When we think of automation in healthcare, it’s likely that our minds turn to things such as the work DeepMind have been doing to find needles in the proverbial haystack of health data.

A recent paper from the Los Angeles Biomedical Research Institute at Harbor-UCLA Medical Center reminds us that there are less sexy technologies that can be beneficial too.  It describes the use of automated reminder services used to improve screening for diabetic eye disease.

Loss of vision is common in adults with diabetes, but it’s an outcome that is often preventable with regular eye examinations.  These examinations often fail to occur however, especially among poorer sections of society.

“Retinal screening can detect signs of diabetic eye disease such as diabetic retinopathy before vision loss occurs and progresses to blindness,” the authors explain. “Yet screening rates for diabetic retinopathy are low in low-income, minority patients.”

Improving access

The challenge was emphasized by previous work by the researchers that revealed that African Americans would have half the number of retinal screenings as their Latino peers, despite physicians urging them to do so.

The team wanted to test whether telephone reminders would improve matters.  They set up a number of automated reminders to encourage patients to attend appointments already scheduled with their doctor to get retinal photos taken.

The participants were divided into a group who received a pre-recorded automated call, and another control group who did not.  Everything else about their care was identical.  The team then monitored the attendance rate of each cohort.

The data showed that the usual attendance rate was 46.3%, but those who received the reminder phone calls had an attendance rate of nearly 60%.  What’s more, among the African American community, this leap was from just 23.6% to 51.6%.

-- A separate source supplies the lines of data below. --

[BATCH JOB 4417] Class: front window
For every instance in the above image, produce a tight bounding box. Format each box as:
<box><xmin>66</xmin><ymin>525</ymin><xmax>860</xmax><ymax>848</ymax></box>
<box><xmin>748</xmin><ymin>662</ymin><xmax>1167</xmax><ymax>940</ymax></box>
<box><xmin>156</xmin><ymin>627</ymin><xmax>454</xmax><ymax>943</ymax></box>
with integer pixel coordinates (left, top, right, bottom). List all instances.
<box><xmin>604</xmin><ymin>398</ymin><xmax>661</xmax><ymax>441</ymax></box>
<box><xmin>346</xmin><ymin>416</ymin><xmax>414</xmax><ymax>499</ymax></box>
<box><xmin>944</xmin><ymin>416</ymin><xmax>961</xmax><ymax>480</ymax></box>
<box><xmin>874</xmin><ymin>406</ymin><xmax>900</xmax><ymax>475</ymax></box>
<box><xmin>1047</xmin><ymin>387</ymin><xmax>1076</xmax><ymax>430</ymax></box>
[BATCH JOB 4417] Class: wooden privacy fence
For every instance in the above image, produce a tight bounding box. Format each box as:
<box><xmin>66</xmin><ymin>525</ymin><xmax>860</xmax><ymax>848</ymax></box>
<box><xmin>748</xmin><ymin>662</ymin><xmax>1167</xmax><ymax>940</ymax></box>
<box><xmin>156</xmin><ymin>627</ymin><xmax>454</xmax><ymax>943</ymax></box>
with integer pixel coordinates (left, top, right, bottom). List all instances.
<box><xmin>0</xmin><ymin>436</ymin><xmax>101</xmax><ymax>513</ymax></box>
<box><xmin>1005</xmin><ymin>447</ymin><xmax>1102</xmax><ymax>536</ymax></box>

“Robocalls, a relatively low-cost approach to reminder calls, may not only improve diabetic retinopathy screening rates in low-income minority patients with diabetes but also appears to correct the disparity in retinal screening observed among African Americans in this community,” the authors say.

The benefit of reminders

Suffice to say, such reminders don’t need to be delivered via robocalls.  For instance, back in 2015 I explored a similar study looking into the use of SMS for various health outcomes.

The research, which was published in the Annual Review of Public Health, found that interventions sent via text message were very effective for areas such as diabetes, weight loss, smoking cessation and physical activity.

The study explored 228 text message intervention studies that covered health promotion, disease self-management and disease prevention.

Around 1/3 of the reviews discovered a significant positive impact on the health outcomes for patients in the studies, across areas such as weight loss and smoking cessation.

It can be tempting to think of technological innovation in healthcare as only being about the high-end areas such as AI and robotics, but the industry is such that some seemingly low-tech innovations can also make a big impact.